I know that I have to reduce segment size in order to get better ann search performance, but because my index is updating every 30 minutes with bulk command, it is hard to maintain small count of segments.

Is there way to optimize performance in my situation?

Thanks for the help!

What is your search pattern? How often do you issue a search request? Are they issued after updates?
You said to get first results takes 10-30 seconds, what about following up searches, are they faster?
Do you have enough memory for your vectors? We have knn tuning guide that provides estimates how much memory you need to for good search performance.

Hi Mayya, thank you for the reply.

I do search request about once every 5~10 minutes.
And bulk indexing can be running at the same time.

If I search for the first in 5 minutes it takes about 20~30 seconds for the response,
and If I try search right after that, it takes 5~10 seconds for the response.
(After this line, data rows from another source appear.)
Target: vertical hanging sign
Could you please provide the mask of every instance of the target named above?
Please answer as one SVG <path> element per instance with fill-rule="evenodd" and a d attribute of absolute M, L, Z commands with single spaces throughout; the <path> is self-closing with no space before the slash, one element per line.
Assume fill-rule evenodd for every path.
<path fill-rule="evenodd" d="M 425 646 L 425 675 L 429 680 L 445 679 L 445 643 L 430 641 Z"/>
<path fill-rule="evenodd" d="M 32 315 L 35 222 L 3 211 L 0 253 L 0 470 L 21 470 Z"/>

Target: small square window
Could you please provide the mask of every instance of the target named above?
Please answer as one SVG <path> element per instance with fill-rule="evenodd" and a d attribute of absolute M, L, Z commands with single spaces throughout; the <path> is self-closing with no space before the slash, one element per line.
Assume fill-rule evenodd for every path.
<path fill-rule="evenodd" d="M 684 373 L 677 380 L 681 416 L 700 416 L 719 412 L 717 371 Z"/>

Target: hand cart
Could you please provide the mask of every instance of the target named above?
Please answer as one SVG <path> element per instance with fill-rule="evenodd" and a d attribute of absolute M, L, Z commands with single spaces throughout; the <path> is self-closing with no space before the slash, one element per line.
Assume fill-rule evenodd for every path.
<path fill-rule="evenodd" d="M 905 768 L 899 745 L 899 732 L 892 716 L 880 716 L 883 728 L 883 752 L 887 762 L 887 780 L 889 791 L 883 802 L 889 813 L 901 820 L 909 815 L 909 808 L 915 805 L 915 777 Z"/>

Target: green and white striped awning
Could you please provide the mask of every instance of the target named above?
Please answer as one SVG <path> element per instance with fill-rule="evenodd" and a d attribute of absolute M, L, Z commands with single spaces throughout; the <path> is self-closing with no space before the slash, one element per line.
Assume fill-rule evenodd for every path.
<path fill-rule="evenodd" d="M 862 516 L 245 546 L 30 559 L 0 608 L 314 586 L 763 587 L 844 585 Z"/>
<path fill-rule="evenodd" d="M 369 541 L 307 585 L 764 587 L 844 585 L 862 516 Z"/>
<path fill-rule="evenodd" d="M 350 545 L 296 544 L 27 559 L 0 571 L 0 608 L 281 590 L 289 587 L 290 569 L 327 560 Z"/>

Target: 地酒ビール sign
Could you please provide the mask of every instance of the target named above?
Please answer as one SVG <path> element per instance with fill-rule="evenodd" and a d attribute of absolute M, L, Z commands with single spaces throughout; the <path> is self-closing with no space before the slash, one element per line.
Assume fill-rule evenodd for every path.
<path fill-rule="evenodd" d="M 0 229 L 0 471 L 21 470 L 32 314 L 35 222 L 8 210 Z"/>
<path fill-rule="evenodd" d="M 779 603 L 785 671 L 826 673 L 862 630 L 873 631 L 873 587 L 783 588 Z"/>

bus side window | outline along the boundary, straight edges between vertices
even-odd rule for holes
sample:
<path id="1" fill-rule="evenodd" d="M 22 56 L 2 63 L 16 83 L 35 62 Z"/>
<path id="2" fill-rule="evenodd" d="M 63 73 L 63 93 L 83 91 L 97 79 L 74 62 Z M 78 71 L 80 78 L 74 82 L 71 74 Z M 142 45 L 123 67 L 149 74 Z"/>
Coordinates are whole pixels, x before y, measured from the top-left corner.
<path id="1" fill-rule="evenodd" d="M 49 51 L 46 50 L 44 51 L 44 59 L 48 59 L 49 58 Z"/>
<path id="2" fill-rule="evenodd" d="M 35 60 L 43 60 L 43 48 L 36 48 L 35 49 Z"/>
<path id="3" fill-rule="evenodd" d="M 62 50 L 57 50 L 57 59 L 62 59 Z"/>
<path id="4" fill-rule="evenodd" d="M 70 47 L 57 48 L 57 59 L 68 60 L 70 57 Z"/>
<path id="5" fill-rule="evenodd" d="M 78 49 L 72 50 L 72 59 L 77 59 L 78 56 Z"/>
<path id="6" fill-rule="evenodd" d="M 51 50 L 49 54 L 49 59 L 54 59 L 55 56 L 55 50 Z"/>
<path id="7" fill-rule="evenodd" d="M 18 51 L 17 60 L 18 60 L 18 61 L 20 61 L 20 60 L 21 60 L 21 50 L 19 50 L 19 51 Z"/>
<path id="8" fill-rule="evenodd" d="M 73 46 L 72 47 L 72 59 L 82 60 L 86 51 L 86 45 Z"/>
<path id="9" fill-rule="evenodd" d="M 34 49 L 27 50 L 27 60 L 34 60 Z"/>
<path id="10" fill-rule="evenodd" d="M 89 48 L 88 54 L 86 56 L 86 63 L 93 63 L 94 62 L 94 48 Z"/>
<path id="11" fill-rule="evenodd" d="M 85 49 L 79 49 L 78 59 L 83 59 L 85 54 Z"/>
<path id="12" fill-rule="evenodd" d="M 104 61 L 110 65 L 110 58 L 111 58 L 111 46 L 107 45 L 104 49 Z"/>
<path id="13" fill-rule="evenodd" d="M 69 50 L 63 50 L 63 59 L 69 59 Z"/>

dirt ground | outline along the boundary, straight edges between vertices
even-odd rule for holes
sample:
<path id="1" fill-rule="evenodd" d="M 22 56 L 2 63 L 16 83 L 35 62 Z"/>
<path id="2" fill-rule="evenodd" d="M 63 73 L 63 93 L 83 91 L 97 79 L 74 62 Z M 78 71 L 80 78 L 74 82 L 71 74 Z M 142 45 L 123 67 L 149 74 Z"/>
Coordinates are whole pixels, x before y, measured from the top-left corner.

I have two indexes with 512 dimension vector(dot_product) and each index have about 10 million documents,

2 * 10,000,000 * 4 * (512 + 12) = 41.92 GB

So is it correct that I need 41.92GB of ram for file system cache except Java heap for each node?

Once again, thank you for the help!

2 * 10,000,000 * 4 * (512 + 12) = 41.92 GB
So is it correct that I need 41.92GB of ram for file system cache except Java heap for each node?

So for a single shard you need half of this: around 21Gb memory outside of Java heap just for vector search. By default Elasticsearch allocates half of the memory for heap, so you node should have a least 42 Gb total memory to serve this shard. Another shard with 10M vectors should be on another node.

If your node has only 32Gb RAM, you either need to allocate less memory for Java heap, or you need to break up you shard of 10M docs into multiple shards and host them on other nodes.

We also provide a memory optimized profile for storing vectors that is available for AWS Elastic Cloud users!

Thank you for the help!

This topic was automatically closed 28 days after the last reply. New replies are no longer allowed.